Laser Doppler techniques were Amoxil Suspension Oral used to measure relative CBF in relation to mean arterial pressure (MAP 130-260 mmHg) within the perfusion domains of the middle (MCA) and posterior (PCA) cerebral arteries. The ability of isolated MCAs and PCAs to constrict to a 120 mmHg pressure step (pressure-dependent constriction) was measured using a pressure myograph.

calan sr dosage 2016-10-27

There are a number of compounds that can modify the activity of ABC (ATP-binding cassette) and SLC (solute carrier) transporters in the blood-brain barrier (BBB). The aim of this study was to investigate the effect of natural and synthetic substances on the expression level of genes encoding transporters present in the BBB (mdr1a, mdr1b, mrp1, mrp2, oatp1a4, oatp1a5 and oatp1c1). Our results showed that verapamil caused the greatest reduction in the mRNA level while other synthetic (piracetam, phenobarbital) and natural (codeine, cyclosporine A, quercetin) substances showed a selective inhibitory effect. Further, the extract from the roots of Panax Depakote Drug Category ginseng C. A. Meyer exhibited a decrease of transcription against selected transporters whereas the extract from Ginkgo biloba L. leaves resulted in an increase of the expression level of tested genes, except for mrp2. Extract from the aerial parts of Hypericum perforatum L. was the only one to cause an increased mRNA level for mdr1 and oatp1c1. These findings suggest that herbs can play an important role in overcoming the BBB and multidrug resistance to pharmacotherapy of brain cancer and mental disorders, based on the activity of selected drug-metabolizing enzymes and transporters located in the BBB.

calan drug 2015-04-17

Pharmacokinetic experiments were firstly performed based on in vitro uptake, efflux and transport experiments in Caco-2, LLC-PK1 wild-type and MDR1-overexpressing L-MDR1 cells. During the whole experiment, digoxin, a classical P-gp substrate, was used as a positive control drug to verify the cells used are the valid models. Meanwhile, the effects of SLE on the pharmacokinetics of ginsenosides were further investigated in rats after single-dose and multi-dose of SLE.

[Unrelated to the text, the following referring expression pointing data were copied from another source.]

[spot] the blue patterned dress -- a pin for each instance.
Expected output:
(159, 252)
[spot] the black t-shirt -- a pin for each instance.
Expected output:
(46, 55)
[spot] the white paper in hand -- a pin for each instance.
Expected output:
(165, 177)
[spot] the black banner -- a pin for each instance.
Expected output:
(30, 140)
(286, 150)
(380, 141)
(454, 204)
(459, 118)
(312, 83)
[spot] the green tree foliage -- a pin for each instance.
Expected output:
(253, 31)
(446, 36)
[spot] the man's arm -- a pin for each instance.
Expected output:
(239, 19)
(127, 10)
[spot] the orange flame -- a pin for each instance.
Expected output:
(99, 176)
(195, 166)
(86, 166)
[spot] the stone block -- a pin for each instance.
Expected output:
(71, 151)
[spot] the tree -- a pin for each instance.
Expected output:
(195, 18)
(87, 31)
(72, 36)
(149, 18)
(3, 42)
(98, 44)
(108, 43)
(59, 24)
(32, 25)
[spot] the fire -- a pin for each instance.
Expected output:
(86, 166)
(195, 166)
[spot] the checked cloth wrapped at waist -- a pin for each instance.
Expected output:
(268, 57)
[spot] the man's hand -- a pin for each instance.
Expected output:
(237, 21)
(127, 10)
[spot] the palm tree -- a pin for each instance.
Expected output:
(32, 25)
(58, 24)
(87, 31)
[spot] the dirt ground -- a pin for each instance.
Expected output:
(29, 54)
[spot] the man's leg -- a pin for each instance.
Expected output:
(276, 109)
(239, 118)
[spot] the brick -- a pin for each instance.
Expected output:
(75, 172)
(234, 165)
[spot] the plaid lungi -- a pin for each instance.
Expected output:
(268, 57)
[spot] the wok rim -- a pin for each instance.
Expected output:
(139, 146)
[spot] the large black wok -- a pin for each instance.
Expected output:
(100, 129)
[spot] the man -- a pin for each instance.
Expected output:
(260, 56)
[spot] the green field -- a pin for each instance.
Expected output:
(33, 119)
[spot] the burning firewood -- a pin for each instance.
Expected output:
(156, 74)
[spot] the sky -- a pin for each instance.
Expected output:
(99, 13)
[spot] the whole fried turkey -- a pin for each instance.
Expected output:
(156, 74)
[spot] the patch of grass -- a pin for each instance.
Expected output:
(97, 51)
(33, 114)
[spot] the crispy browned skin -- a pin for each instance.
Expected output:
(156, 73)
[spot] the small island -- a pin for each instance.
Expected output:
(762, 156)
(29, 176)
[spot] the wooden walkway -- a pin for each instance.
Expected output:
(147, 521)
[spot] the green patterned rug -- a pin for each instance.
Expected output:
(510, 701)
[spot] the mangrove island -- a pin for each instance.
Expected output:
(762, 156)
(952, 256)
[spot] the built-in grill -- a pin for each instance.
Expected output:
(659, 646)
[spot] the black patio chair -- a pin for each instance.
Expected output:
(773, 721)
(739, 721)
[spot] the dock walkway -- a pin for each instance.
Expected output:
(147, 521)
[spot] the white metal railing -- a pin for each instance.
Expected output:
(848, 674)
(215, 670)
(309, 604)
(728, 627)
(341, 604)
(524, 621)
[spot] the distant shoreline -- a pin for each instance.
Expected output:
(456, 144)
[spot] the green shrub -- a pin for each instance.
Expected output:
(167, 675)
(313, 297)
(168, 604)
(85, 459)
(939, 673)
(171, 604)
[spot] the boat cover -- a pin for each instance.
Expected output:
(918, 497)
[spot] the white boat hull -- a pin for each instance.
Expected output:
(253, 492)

calan dosage forms 2017-01-14

Drug-drug interactions (DDIs) and associated toxicity from cardiovascular drugs represents a major problem for effective co-administration of cardiovascular therapeutics. A significant amount of drug toxicity from DDIs occurs because of drug interactions and multiple cardiovascular drug binding to the efflux transporter P-glycoprotein (Pgp), which is particularly problematic for cardiovascular drugs because of their relatively low therapeutic indexes. The calcium channel antagonist, verapamil and the cardiac glycoside, digoxin, exhibit DDIs with Pgp through non-competitive inhibition of digoxin transport, which leads to elevated digoxin plasma concentrations and digoxin toxicity. In the present study, verapamil-induced ATPase activation kinetics were biphasic implying at least two verapamil-binding sites on Pgp, whereas monophasic digoxin activation of Pgp-coupled ATPase kinetics suggested a single digoxin-binding site. Using intrinsic protein fluorescence and the saturation transfer double difference (STDD) NMR techniques to probe drug-Pgp interactions, verapamil was found to have little effect on digoxin-Pgp interactions at low concentrations of verapamil, which is consistent with simultaneous binding of the drugs and non-competitive inhibition. Higher concentrations of verapamil caused significant disruption of digoxin-Pgp interactions that suggested overlapping and competing drug-binding sites. These interactions correlated to drug-induced conformational changes deduced from acrylamide quenching of Pgp tryptophan fluorescence. Also, Pgp-coupled ATPase activity kinetics measured with a range of verapamil and digoxin concentrations fit well to a DDI model encompassing non-competitive and competitive inhibition of digoxin by verapamil. The results and previous transport studies were combined into a comprehensive model of verapamil-digoxin DDIs encompassing drug binding, ATP hydrolysis, transport and conformational changes.

calan 5 mg 2015-10-29

In the traditional medicine, Cynodon dactylon (Linn.) is used in asthma, but scientific studies to provide evidence for medicinal uses are sparse. Thus this study was undertaken to provide evidence for medicinal use in asthma as a bronchodilator, and to identify active ingredient(s).